L.P : Que lui avez-vous dit ?
FD : Qu’on souhaiterait d’abord le voir sur le terrain. Nos CD sont versés devant la Mairie d’Abobo, au Carrefour Siporex de Yopougon, au Grand Carrefour de Koumassi, ainsi qu’à Adjamé. Je lui ai dit qu’on souhaiterait le voir sur le terrain, ramasser les CD piratés avec les forces de l’ordre et lancer un message fort du genre : «Le pouvoir a changé, nous ne voulons plus voir ça en Côte d’Ivoire». Le reste serait venu naturellement. Ensuite, je lui ai demandé de proposer une loi au Parlement qui condamne fermement ce fléau. Il m’a dit : «Fadal Dey, je te donne trois mois pour éradiquer la piraterie en Côte d’Ivoire. Cela fait aujourd’hui un an. Billy Billy vient de sortir un album qui est piraté un peu partout. C’est le cas aussi pour la dernière œuvre de Bétika. C’est pourquoi, je dis que le ministre a démissionné devant la lutte contre la piraterie.
L.P : Le ministre a doté l’an dernier la brigade de lutte contre le piratage des œuvres de l’esprit, d’un local et de véhicules. Ce qui est un signal fort…
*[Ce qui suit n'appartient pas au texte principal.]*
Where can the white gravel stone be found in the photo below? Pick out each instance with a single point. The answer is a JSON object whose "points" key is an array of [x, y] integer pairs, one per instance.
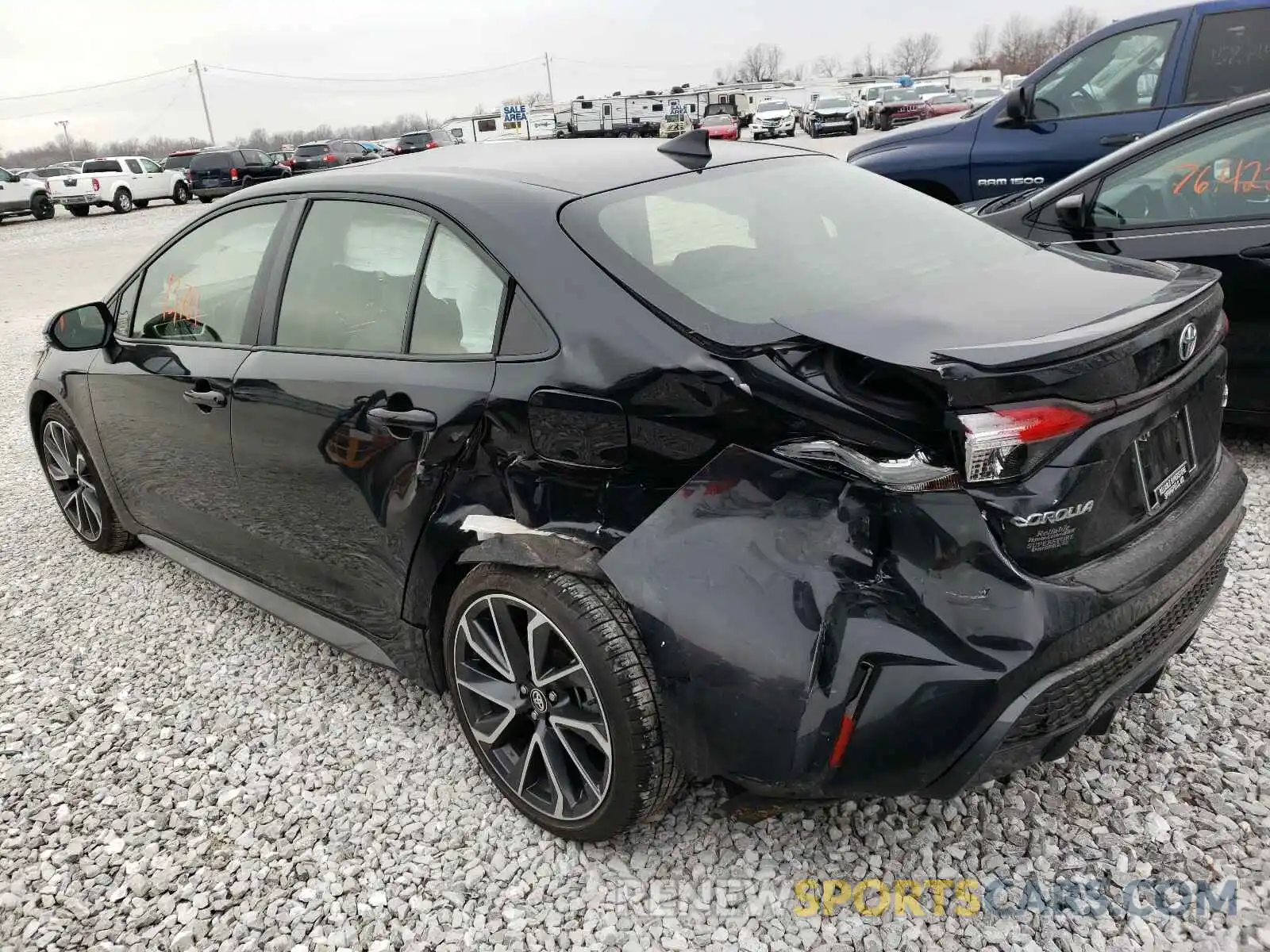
{"points": [[239, 786]]}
FD : C’est bien beau. Mais, ce n’est pas ce qu’on lui demande.
LP : Que voulez-vous alors ?
FD : Ce qu’on veut, c’est qu’il soit actif sur le terrain.
LP : Ne vaut-il pas mieux attaquer le mal à la racine comme veut le faire le ministre plutôt que d’initier des actions d’éclat ?
FD : Ce ne sont pas des actions d’éclat. Même si elles le sont, je pense que cela peut faire douter les pirates. Vous savez, l’Ivoirien ne croit que quand il voit. L’ancien ministre des Sports (ndlr, Michel Legré) s’est battu pour que les anciennes gloires du sport soient rémunérées. On n’avait jamais vu ça en Côte d’Ivoire. J’en profite pour dire merci au Président de la République pour ce geste. Les séminaires sur le piratage des œuvres de l’esprit, c’est du gaspillage d’argent. En quoi, cela profite t-il aux artistes ? Je voudrais que le ministre de la Culture et de la Francophonie s’inspire du Président de la République qui a de grands projets pour la Côte d’Ivoire, mais, en même temps, il propose des solutions immédiates. Il a annoncé l’autoroute d’Abidjan qui va s’étendre jusqu’ à Ouagadougou, au Burkina Faso. Le chemin de fer qui s’étendra à Niamey, au Niger. Ce sont des projets à long terme. D’ici là, il ne ferme pas les yeux devant les nids de poule à travers la ville d’Abidjan. C’est ce que le ministre de la Culture doit faire. On a beau construire une grande usine de pressage de CD en Côte d’Ivoire, si les pirates existent, le problème ne sera pas résolu. Aujourd’hui, les studios d’enregistrement sont peu fréquentés. Toutes les maisons de distribution sont en train de fermer. Personne ne veut aujourd’hui investir dans la musique. J’avoue que l’arrivée de Maurice Bandaman, pour qui j’ai beaucoup de respect, au ministère de la Culture et de la Francophonie a été un espoir pour moi. Parce qu’il est un artiste. Mais, hélas, le piratage des œuvres de l’esprit persiste et a même pris des proportions inquiétantes, alors que les deux gros réseaux de la piraterie, à savoir sur le Campus et à la Sorbonne ont été démantelés. Je ne comprends pas.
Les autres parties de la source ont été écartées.